MONIQUE SCHAFTER: Today's performance is called Clothed Sparrow Heart and is inspired by the wounded bird she's taken in over the years and her baby son, who she named Sparrow.
Will Sparrow be here today?
THERESA BYRNES: Yes! It'll be his first. The first time he's ever seen me perform.
MONIQUE SCHAFTER: Really? Oh, wow! Wow.
THERESA BYRNES: One day I'll perform with him.
MONIQUE SCHAFTER: Her old high school friend, Nik Rieth, now head of installation at the Art Gallery of New South Wales, is helping Theresa prepare for the performance.
NIK RIETH, ART GALLERY OF NSW: It is the feistiness. She's a little uncompromising sometimes. But I get exposed to artists and there's that factor, there's that tangent that's consistent.
ANNE MARSH, VICTORIAN COLLEGE OF THE ARTS: She says it's about her experience of recently having a child, so we could read the woman in the white dress as maybe, you know, the early manifestation of her life and then she has the child and then the creativity starts to burst forth.
MONIQUE SCHAFTER: After an intense 15-minute performance, Theresa is ready to mingle.
Theresa, how are you feeling?
THERESA BYRNES: Awake. Relieved.
MONIQUE SCHAFTER: Theresa dedicated the performance to her three-month-old son, Sparrow, the result of an unplanned pregnancy.
THERESA BYRNES: There was one condom malfunction in two years with my lover. And bang! I was pregnant. But then I thought, "You know what?: my whole life has been about me making my work. I'm ready to change a little."
MONIQUE SCHAFTER: She is raising Sparrow as a single mother with the support of friends, the art community and her mum.
The ABC has documented Theresa's achievements over the years.
THERESA BYRNES (1996): Let's keep on going and solve this problem, so I can get up and walk.
MONIQUE SCHAFTER: Here she is back in 1998, aged 29, 12 years after being diagnosed with Friedreich's ataxia.
THERESA BYRNES (1998): So, it gets worse until you're in a wheelchair, usually by early to mid-20s. Then it continues to get worse until your voice slurs, until you can no longer articulate whatsoever.
MONIQUE SCHAFTER: Today she struggles to get the words out, but has ways around it.
(Janet Clayton slaps Theresa Byrnes' left cheek with her right hand)
What did you do that for, Janet?
JANET CLAYTON, JANET CLAYTON GALLERY: What did I do that for? Oh, it just - it just restarts the vocal cords.
MONIQUE SCHAFTER: Sydney gallery owner Janet Clayton exhibited Theresa's art.

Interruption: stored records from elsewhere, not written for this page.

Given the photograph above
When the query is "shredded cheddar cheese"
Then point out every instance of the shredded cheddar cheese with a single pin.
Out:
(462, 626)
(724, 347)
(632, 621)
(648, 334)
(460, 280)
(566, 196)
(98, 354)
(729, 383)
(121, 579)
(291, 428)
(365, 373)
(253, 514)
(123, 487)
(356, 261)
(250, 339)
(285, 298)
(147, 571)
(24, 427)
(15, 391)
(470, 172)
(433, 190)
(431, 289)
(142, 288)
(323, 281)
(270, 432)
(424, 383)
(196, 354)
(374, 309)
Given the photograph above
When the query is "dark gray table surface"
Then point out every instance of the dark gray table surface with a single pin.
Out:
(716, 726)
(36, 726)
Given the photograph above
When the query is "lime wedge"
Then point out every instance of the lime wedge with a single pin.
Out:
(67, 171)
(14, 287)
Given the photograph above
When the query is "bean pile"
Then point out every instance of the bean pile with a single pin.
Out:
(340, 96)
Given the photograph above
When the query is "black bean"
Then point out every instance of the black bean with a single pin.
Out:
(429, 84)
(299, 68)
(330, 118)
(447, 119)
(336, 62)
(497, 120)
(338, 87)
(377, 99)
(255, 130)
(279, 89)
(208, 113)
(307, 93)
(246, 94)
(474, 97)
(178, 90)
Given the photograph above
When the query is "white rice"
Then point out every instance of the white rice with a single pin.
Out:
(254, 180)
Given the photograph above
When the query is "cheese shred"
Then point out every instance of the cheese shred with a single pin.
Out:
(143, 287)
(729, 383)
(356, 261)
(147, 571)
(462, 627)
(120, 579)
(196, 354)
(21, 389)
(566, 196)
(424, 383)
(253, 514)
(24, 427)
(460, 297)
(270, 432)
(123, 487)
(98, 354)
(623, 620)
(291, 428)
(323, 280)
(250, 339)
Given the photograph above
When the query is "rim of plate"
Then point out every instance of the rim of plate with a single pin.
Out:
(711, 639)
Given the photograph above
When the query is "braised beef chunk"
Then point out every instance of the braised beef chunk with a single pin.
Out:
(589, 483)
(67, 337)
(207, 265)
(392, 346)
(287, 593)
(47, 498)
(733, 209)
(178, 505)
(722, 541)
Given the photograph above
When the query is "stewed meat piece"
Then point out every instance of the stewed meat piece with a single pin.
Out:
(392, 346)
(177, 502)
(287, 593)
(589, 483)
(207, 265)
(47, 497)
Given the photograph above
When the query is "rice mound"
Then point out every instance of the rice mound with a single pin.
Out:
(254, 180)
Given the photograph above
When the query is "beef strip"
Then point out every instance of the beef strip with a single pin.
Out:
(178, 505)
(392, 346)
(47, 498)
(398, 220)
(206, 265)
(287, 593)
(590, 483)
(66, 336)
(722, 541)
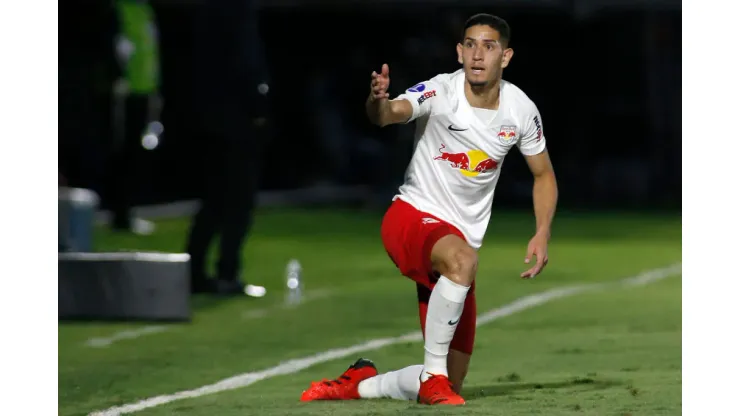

JANET CLAYTON: Theresa's got quite a strong reputation as an artist and she's exhibited for many years in New York and London, Washington and Australia. So the work varies from $800 to over $10,000.
MONIQUE SCHAFTER: But it's her performance work that really grabs attention.
LORRAINE BYRNES, MOTHER: So she's always had this inner strength that if she knows and believes in something, you cannot sway her any other way.
JOE BYRNES, FATHER: No obstacle is large enough to impede her at all. Nothing stops her.
THERESA BYRNES: Not men. Not money. Not disability. Nothing will stop me. I'm getting to the fricking studio and I'm making that painting.
SARAH FERGUSON: Monique Schafter reporting.